I guess that leads to a different question: what’s the point in counseling someone on township policies and anti-discrimination laws? No one is alleging that Roth is illiterate, after all. And no one is alleging that he doesn’t understand the wrongness of his action. Honestly, as a counselor in training myself, I don’t really see the connection between what Roth did and discrimination. My outsider’s understanding is that intoxication diminishes the capacity for discrimination. But what do I know? Maybe I need counseling.
I have more than a passing interest in substance abuse counseling, by the way, so I was arrested, so to speak, by the recommendation that Roth seek an evaluation regarding alcohol consumption. To my knowledge, DSM-5 has so far not been updated to suggest that a single incident of drunkenness requires substance abuse counseling. Neither by the way, does it suggest that labor lawyers have the slightest bit of expertise in deciding when such counseling is indicated. But again, I disclaim any great expertise on this subject. It could be that I need to do a couple of shots and take my pants off before I really get it. Because I’m completely sober right now with my pants on, and I don’t.
The real issue here is not that some mayor got drunk and took his pants off in somebody’s house. It’s that when a mayor gets drunk and takes his pants off in someone’s house, everyone thinks it natural to call in the labor lawyers, who in turn think it natural to make referrals to psychological counselors. What it is that the counselors are supposed to do is anyone’s guess. Why this is a matter for psychological counseling at all: also obscure. What expertise labor lawyers have in determining when psychological counseling is indicated: total mystery. As for the explanation for why counselors would prostitute themselves in this way for labor lawyers? Priceless. It’s called “an endless revenue stream.” Also known as rent seeking.
The irony of this whole episode is that the incident shows nearly the opposite of what it’s widely been taken to show. At first, superficial glance, the lesson seems to be that John Roth is an irresponsible man and terrible mayor.

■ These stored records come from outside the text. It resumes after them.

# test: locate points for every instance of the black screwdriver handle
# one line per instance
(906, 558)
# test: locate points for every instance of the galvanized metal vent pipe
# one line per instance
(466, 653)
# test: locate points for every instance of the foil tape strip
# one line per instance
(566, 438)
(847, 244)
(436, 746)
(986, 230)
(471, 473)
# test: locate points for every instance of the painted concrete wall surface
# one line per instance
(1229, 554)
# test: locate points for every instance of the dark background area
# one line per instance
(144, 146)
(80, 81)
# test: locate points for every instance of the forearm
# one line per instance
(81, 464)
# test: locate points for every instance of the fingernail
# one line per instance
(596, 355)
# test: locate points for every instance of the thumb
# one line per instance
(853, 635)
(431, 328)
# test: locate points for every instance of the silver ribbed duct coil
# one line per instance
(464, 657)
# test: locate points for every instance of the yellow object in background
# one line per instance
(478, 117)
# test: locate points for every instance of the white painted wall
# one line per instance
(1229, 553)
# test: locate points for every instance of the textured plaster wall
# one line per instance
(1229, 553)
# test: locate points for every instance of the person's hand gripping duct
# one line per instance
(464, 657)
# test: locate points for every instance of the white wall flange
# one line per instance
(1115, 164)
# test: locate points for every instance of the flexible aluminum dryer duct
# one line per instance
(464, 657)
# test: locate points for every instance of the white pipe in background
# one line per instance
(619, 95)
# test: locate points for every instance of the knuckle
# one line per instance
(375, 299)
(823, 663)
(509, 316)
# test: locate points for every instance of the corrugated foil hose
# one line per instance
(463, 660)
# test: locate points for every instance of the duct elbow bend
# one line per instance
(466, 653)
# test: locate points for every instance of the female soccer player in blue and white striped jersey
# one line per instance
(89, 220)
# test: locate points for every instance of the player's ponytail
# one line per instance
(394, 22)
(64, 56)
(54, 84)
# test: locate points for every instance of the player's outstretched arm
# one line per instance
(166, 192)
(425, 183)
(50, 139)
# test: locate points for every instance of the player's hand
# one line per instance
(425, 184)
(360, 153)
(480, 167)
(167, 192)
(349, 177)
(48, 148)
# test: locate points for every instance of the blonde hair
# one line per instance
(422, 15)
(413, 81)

At second glance, however, the deeper lesson is one about the legal profession’s dysfunctional relationship with the counseling profession.
The dynamic seems to work as follows: Some inconsequential event happens. People decide that it’s in fact a deeply consequential event. The lawyers whiz in, making mountains out of molehills, and charging appropriately mountainous fees; having done so, they refer these mountains over to counselors, in the hopes that the counselors will, under the majesty of the law, turn them back into the molehills they always were. Incredibly enough, the mountains-that-were-always-molehills-to-begin-with conveniently become the molehills-that-were-never-mountains-in-the-first-place. Amazing what the mental health sciences can do nowadays.
It’s a neat conjuring trick: two sets of “professionals” get paid to do a whole lot of nothing while pointing their scolding fingers at a whole lot of nothing. They then make out like bandits, at our expense. If we were a less idiotically moralistic and more skeptical society, we’d see right through the charade. It is, I’d say, about as obvious as a drunk guy with his pants down. Well, obvious to some at any rate. Clearly not obvious to the people distracted by other things–like the drunk guy with his pants down.